El Nino impact on Indian economy
The risk of El Nino comes at a time when the country’s economy is already weighed down by higher inflation, concerns over growth slowdown and weather fluctuation including heatwaves and unseasonal rains, according to CareEdge Ratings.
The rating agency said that a below-normal monsoon can further aggravate the situation amidst elevated prices of Kharif crops such as rice and pulses. Moreover, a bad monsoon could affect the production of these agricultural commodities and put an upward pressure on food inflation. In addition, the reservoirs are likely to get depleted faster due to the poor rainfall and could affect Rabi crops such as wheat.
India’s Inflation outlook could worsen if there is an uptick in global commodity prices. A decline in domestic agricultural production is expected to put downward pressure on rural income and weigh on rural demand, CareEdge Ratings noted. Sectors such as FMCG, tractor manufactures and two-wheeler makers are likely to be affected by lower rural demand and weigh on overall GDP growth.

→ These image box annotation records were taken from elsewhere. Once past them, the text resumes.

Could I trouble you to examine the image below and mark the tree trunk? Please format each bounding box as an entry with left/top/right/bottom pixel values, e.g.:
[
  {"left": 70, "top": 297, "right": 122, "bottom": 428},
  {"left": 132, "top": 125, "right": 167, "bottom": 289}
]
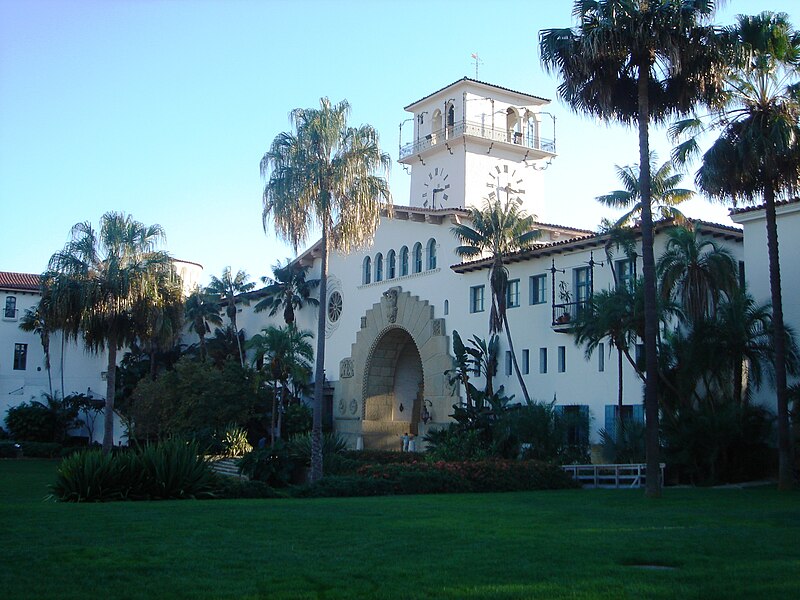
[
  {"left": 103, "top": 335, "right": 117, "bottom": 454},
  {"left": 311, "top": 221, "right": 330, "bottom": 482},
  {"left": 764, "top": 184, "right": 794, "bottom": 491},
  {"left": 503, "top": 314, "right": 531, "bottom": 404},
  {"left": 638, "top": 56, "right": 661, "bottom": 498}
]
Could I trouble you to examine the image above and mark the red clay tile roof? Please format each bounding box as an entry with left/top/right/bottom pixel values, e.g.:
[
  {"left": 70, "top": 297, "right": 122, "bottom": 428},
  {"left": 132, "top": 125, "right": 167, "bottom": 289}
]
[{"left": 0, "top": 271, "right": 39, "bottom": 292}]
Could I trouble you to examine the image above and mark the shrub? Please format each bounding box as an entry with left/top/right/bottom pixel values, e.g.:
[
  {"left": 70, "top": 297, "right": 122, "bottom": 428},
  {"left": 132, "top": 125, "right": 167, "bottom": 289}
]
[
  {"left": 51, "top": 440, "right": 217, "bottom": 502},
  {"left": 239, "top": 440, "right": 298, "bottom": 487}
]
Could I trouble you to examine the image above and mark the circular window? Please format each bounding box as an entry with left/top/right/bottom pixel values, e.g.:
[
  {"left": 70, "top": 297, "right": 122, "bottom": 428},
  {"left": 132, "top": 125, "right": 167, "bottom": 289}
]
[{"left": 328, "top": 292, "right": 342, "bottom": 323}]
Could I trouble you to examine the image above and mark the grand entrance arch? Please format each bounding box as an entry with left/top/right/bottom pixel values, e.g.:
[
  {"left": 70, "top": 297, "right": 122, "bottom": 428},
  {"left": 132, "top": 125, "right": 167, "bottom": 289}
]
[{"left": 334, "top": 287, "right": 458, "bottom": 450}]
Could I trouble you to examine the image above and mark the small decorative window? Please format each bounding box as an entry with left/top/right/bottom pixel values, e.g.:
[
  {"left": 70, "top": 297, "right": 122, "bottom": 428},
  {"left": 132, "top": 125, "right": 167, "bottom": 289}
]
[
  {"left": 14, "top": 344, "right": 28, "bottom": 371},
  {"left": 469, "top": 285, "right": 486, "bottom": 312},
  {"left": 414, "top": 242, "right": 422, "bottom": 273},
  {"left": 328, "top": 292, "right": 342, "bottom": 323},
  {"left": 386, "top": 250, "right": 397, "bottom": 279},
  {"left": 428, "top": 238, "right": 436, "bottom": 270},
  {"left": 506, "top": 279, "right": 519, "bottom": 308},
  {"left": 375, "top": 252, "right": 383, "bottom": 281},
  {"left": 3, "top": 296, "right": 17, "bottom": 319},
  {"left": 530, "top": 275, "right": 547, "bottom": 304},
  {"left": 361, "top": 256, "right": 372, "bottom": 285}
]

However, these risks due to El Nino could be offset by governtment’s prudent policy response and timely support measures, according to the rating agency, as rural economy has diversified in the last few decades. About two-third of rural income comes from non-agricultural sectors such as manufacturing, construction and services and the government’s infrastructure push and focus on the tourism sector are likely to boost non-farm employment further. This in turn would contribute positively to rural income and limit the downside risk of El Nino on rural demand and India’s GDP.
Government measures
The Indian government must ensure enough buffer stock of essential food items such as wheat, rice and pulses, according to CareEdge Ratings. As on April 1, wheat stocks stand at a six-year low of 8.35 million tonnes and only marginally above the minimum required 7.46 million tonnes for this date. Therefore, procurement of wheat must be keenly watched and in case of any shortfall, the option of import should be kept open to fill the demand-supply gap.
Rice, which is a main Kharif crop, is sensitive to the amount and spatial distribution of rainfall. Last year, the government had imposed curbs on rice exports amid concerns over production due to below-average monsoon rainfall in key growing states. If there is a shortfall in rice production this year too due to below-normal monsoon, these export bans should be extended to ensure adequate domestic supplies.